Last Friday the Chinese government officially banned all depictions of homosexuals on television, labeling programs that do so as “vulgar, immoral and unhealthy content.” In addition to homosexuality, television programs will also not be permitted to depict extramarital affairs, “one-night stands” and underage relationships, all of which the government says “exaggerated the dark side of society.”
The law also applies to programs that have already been filmed and are currently being aired. Last week, the government ended the popular Chinese drama Addicted, which follows two men in gay relationships, from being streamed on Chinese websites, causing discontent among the show’s millions of viewers.

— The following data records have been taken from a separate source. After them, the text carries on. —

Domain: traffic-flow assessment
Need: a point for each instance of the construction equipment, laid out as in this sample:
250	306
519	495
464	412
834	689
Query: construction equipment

The Chinese government said that Addicted, among other television shows, contains content that is not permissible under the new guidelines. “No television drama shall show abnormal sexual relationships and behaviors, such as incest, same-sex relationships, sexual perversion, sexual assault, sexual abuse, sexual violence and so on.”
While the new regulations seemingly focus on matters dealing with relationships and sex, the government has also extended the ban to depictions of smoking, drinking, certain types of clothing and reincarnation. The State Administration of Press, Publication, Radio, Film and Television said it will closely and constantly monitor television channels to ensure strict adherence to the new laws.
Last week, Mexico city legislators passed a proposal to ban Republican presidential candidate Donald J. Trump from entering Mexico in response to Trump’s xenophobic remarks towards Hispanics and Latinos in general, and Mexicans specifically.
The new proposal is symbolic since the local legislative body cannot pass and enforce federal laws, but nonetheless, the law was passed unanimously. However, some see the recent legislation as a way to encourage the federal government to respond more aggressively to Trump’s remarks.
“What we’re saying is that if he wants to build a wall so that Mexicans can’t enter his country, then he is not welcome in our country,” said José Manuel Delgadillo, deputy of the National Action Party (PAN). “What we need now is for President Peña Nieto to make a strong statement condemning Mr. Trump’s anti-Mexican comments.”
In his announcement in June 2015 to enter the 2016 presidential race, Trump said to an audience of supporters, “When Mexico sends its people, they are not sending their best. They are not sending you. they are sending people that have lots of problems, and they are bringing those problems to us. They are bringing drugs and they are bringing crime, and they’re rapists. And some, I assume, are good people.”
Currently, the Mexican government has not addressed Trump’s remarks. However, former Mexican President Vicente Fox in an interview said that under no circumstances would Mexico pay for a wall on the US-Mexican border.
Bangladesh’s Supreme Court began hearing arguments on Thursday to challenge Islam’s status as the country’s official state religion following an increase in extremist attacks against people of other religious faiths.
Christians, Hindus and Shiites have recently faced an increasing amount of attacks that have largely been carried out by Islamic extremists. Notable attacks have included a Hindu priest being hacked to death at a temple and atheist bloggers being murdered in the street.
In a country where roughly 90 percent of the population is Muslim, this is expected to be a long and difficult legal battle for those who wish to see the removal of Islam as the official state religion.
Islam has been Bangladesh’s official religion since 1988, but those who are supporting the proposal to drop the state religion, including many minority religious leaders, are arguing that the decision to designate Islam as the official religion was illegal.
Bangladesh received its independence in 1972 following the Bangladesh Liberation War, and was thought to be a secular democracy. The country adopted Islam as its official religion through a constitutional amendment, which many see as a hindrance to secularism.